The key to cripsy tofu is drain as much water out as possible. Therefore we recommend letting the tofu drain for at least 24 hours in your refrigerator. Do this by removing it from the container, slice it in half, and sit both halfs on a stack or 1 or 2 folded paper towels on your cutting board. Next, Place 1 or 2 folded paper towels on top of the tofu halves and set something heavy on top of them. I like to use my cast iron skillet. Set the cutting board in the refrigerator.
Change the paper towel once or twice during the 24 hour draining period.
Remove the tofu from the refrigerator and cut it into cubes. I recommend ~1" cubes, but do whatever you prefer.
Cooking the Tofu
Preheat the oven to 400F. Line a baking sheet with parchment paper.
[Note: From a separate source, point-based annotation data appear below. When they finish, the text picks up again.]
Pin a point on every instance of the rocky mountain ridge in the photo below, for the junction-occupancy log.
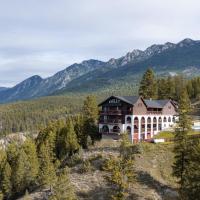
(168, 58)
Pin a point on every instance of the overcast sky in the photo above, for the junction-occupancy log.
(44, 36)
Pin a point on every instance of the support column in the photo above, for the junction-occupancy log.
(145, 130)
(151, 127)
(132, 129)
(157, 122)
(139, 128)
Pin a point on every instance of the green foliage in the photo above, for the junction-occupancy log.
(30, 116)
(63, 189)
(1, 195)
(26, 196)
(47, 173)
(121, 171)
(85, 166)
(90, 108)
(6, 185)
(148, 85)
(181, 148)
(67, 143)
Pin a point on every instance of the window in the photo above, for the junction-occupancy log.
(128, 119)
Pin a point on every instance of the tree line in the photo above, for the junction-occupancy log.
(41, 162)
(168, 88)
(186, 166)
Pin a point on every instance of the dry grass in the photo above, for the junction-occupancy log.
(153, 171)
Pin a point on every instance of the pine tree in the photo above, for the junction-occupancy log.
(47, 173)
(27, 196)
(90, 113)
(1, 195)
(191, 188)
(90, 108)
(67, 143)
(79, 129)
(19, 172)
(148, 86)
(32, 165)
(6, 184)
(63, 189)
(181, 148)
(121, 171)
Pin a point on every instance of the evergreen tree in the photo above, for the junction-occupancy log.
(1, 195)
(90, 113)
(47, 174)
(80, 132)
(90, 108)
(27, 196)
(19, 172)
(181, 148)
(191, 188)
(63, 189)
(148, 86)
(121, 170)
(6, 184)
(32, 165)
(67, 143)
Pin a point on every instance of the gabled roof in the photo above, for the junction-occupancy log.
(156, 103)
(128, 99)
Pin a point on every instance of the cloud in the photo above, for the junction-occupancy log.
(42, 37)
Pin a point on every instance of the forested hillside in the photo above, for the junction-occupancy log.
(97, 76)
(31, 115)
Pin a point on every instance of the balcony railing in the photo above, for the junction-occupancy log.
(115, 112)
(154, 112)
(110, 121)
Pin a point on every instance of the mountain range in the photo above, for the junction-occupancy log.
(94, 75)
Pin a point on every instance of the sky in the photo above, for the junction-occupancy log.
(42, 37)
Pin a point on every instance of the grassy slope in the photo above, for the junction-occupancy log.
(169, 134)
(153, 173)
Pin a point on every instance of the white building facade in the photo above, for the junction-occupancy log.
(141, 118)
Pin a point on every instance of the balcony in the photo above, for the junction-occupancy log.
(115, 112)
(110, 121)
(154, 113)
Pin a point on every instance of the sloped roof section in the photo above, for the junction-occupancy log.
(156, 103)
(128, 99)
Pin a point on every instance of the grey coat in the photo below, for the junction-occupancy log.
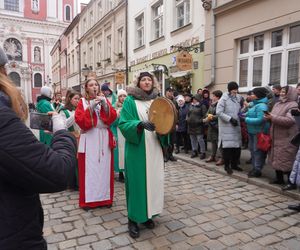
(229, 107)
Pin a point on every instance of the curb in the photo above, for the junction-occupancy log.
(260, 182)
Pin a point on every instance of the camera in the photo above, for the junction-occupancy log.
(41, 121)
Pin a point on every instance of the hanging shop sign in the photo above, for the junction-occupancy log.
(119, 77)
(184, 60)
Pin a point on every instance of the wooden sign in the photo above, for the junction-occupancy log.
(184, 61)
(119, 77)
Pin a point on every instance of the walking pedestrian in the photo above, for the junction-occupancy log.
(228, 109)
(144, 169)
(94, 114)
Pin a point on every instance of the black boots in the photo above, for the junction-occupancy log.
(194, 154)
(134, 230)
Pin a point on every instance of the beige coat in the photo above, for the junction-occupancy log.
(282, 154)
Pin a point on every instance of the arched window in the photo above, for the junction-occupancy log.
(15, 77)
(38, 80)
(37, 54)
(13, 49)
(67, 13)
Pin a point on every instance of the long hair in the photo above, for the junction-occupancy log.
(18, 104)
(70, 94)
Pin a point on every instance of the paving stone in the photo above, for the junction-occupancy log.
(103, 245)
(174, 225)
(67, 244)
(120, 240)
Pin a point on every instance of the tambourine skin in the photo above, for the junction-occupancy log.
(163, 114)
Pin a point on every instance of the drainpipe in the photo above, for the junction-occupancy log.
(213, 44)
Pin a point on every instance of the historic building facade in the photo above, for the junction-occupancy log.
(28, 31)
(254, 42)
(167, 38)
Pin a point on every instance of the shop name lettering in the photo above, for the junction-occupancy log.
(186, 43)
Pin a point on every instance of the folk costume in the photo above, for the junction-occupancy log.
(95, 154)
(119, 151)
(144, 163)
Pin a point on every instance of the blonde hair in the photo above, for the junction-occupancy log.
(18, 104)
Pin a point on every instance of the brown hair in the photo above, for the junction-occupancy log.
(18, 104)
(85, 86)
(70, 94)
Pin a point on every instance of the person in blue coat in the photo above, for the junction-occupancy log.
(256, 124)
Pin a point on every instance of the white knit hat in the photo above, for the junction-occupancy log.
(3, 57)
(122, 92)
(46, 91)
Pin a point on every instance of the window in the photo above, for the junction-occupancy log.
(15, 77)
(12, 5)
(272, 57)
(157, 11)
(38, 80)
(108, 47)
(293, 67)
(13, 49)
(139, 24)
(37, 54)
(67, 13)
(182, 12)
(120, 41)
(295, 34)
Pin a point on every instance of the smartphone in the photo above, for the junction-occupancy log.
(40, 121)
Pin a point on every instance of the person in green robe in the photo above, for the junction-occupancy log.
(144, 163)
(119, 154)
(44, 106)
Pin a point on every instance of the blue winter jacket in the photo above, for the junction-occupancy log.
(255, 117)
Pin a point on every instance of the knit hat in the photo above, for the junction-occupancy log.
(46, 91)
(142, 74)
(3, 57)
(104, 87)
(122, 92)
(260, 92)
(232, 86)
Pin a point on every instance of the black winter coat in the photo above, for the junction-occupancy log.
(28, 168)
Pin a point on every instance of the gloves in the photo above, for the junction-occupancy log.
(295, 112)
(146, 125)
(58, 123)
(233, 122)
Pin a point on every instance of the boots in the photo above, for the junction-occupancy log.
(194, 154)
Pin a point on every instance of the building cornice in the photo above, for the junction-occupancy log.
(105, 18)
(229, 6)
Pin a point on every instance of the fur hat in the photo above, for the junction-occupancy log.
(122, 92)
(260, 92)
(3, 57)
(46, 91)
(232, 86)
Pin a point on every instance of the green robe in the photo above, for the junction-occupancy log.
(44, 106)
(135, 162)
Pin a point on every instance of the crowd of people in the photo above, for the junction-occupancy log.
(102, 133)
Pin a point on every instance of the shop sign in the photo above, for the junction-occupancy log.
(119, 77)
(184, 60)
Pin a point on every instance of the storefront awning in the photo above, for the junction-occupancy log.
(180, 73)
Use a papertowel to rub or oil spritzer to spray oil on the parchment paper. This prevents the tofu from sticking to the parchment paper and saves you from scrubbing the oil off of your pan.
Place the cubbed tofu in a large bowl and toss with 1 tablespoon of tamari and 1 tablespoon of arrowroot starch to coat the cubes evenly. Using a rubber spatula can help with even distribution.
Add 1 tablespoon of tamari to a non-stick skillet and place the burner on medium/high heat. Once hot, add the tofu to the skillet and saute, stirring continuousy, for 5 minutes.
Transfer the tofu to the lined baking sheet and spread it out into an even layer. Bake it for 20 minutes, removing and stirring halfway through.
Notes
Sometimes you don't have 24 hours to drain your tofu... been there. You can still prepare oil-free crispy tofu. Drain the tofu for whatever time you have whether thats 10 minutes or a couple hours. Then when baking it set the oven temperature to 300F and leave the tofu in the oven for 45 minutes to an hour.